Evlenmeyle eşler arasında kurulan aile birliğinin taraflara yüklediği ödevlerin ihlali veya yerine getirilmemesi durumunda bu yükümlülüğü yerine getirmeyen eş yönünden, Türk Medeni Kanunundaki sonuçları, boşanma ve boşanma sebebi olması durumunda, bu olaylar yüzünden kişilik haklarının saldırıya uğraması halinde manevi tazminat talep edilebileceğidir.
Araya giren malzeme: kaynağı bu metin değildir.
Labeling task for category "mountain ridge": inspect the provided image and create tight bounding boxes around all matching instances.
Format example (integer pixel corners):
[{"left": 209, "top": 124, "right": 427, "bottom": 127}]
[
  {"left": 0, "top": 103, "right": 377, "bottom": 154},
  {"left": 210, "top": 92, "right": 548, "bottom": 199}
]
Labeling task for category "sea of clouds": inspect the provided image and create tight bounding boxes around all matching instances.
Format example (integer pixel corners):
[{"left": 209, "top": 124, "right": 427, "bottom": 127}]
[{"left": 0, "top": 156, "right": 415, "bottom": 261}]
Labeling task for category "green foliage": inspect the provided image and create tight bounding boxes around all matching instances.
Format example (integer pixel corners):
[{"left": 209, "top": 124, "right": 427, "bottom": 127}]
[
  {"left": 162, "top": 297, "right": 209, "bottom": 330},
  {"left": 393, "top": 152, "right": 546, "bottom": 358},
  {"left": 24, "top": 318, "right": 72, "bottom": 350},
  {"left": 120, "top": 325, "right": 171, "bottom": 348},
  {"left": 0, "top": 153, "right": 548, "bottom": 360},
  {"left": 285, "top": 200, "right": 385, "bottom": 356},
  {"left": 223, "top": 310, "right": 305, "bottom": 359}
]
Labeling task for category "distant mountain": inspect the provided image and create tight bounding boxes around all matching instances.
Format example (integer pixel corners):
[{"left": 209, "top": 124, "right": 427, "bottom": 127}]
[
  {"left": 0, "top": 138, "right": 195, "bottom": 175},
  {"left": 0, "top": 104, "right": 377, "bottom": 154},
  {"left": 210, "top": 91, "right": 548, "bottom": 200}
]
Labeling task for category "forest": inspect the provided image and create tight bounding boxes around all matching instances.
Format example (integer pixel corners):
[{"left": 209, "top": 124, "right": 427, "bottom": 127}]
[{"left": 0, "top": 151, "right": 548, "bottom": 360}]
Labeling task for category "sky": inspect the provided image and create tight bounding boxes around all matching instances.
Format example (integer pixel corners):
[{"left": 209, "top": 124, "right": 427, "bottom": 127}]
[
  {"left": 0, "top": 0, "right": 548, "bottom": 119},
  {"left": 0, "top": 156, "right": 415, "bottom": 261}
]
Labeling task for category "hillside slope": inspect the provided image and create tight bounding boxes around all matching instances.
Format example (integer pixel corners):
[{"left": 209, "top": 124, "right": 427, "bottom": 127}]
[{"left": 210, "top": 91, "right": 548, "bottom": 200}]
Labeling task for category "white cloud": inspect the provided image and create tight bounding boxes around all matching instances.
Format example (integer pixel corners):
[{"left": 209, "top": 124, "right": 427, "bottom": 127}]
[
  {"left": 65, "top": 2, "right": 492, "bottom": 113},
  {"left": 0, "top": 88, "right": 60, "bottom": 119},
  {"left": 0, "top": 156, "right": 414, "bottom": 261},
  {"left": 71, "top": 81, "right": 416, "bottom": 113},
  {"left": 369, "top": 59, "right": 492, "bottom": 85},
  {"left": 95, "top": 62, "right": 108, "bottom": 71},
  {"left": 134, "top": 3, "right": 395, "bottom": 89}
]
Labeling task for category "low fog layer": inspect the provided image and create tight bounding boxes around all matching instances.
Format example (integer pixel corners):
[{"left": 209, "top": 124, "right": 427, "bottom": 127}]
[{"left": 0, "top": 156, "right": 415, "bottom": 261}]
BK. 49. (TBK.58) maddesinde “Şahsiyet hakkı hukuka aykırı bir şekilde tecavüze uğrayan kişi, uğradığı manevi zarara karşılık manevi tazminat namıyla bir miktar para ödenmesini dava edebilir”.
Somut olaya gelince, davalının ve dava dışı eşin davacıya yönelik ve aldatmak suretiyle sadakatsizlik mahiyetindeki davranışlarının, manevi tazminatı gerektirip gerektirmeyeceğinin tartışılması gereklidir.
Yukarıda incelenen yasa maddeleri uyarınca, davacının dava dışı eşinin TMK’nın evlenmeyle eşe yüklediği ödevler arasında bulunan sadakat yükümlülüğünü ihlali nedeniyle, yasanın 185. ve 174. maddeleri uyarınca boşanma sebebi ve istek halinde manevi tazminatı gerektirir nitelikte olduğu kuşkusuzdur. TMK’daki düzenleme, dava dışı eşin evlenme ile kurulan aile birliğinin tarafı olması sıfatından kaynaklanmaktadır. Zira dava dışı eş kendi iradesi ile bu birliğin tarafı olmayı kabul etmiş ve yasanın kendisine yüklediği hak ve yükümlülükler altına girmiştir.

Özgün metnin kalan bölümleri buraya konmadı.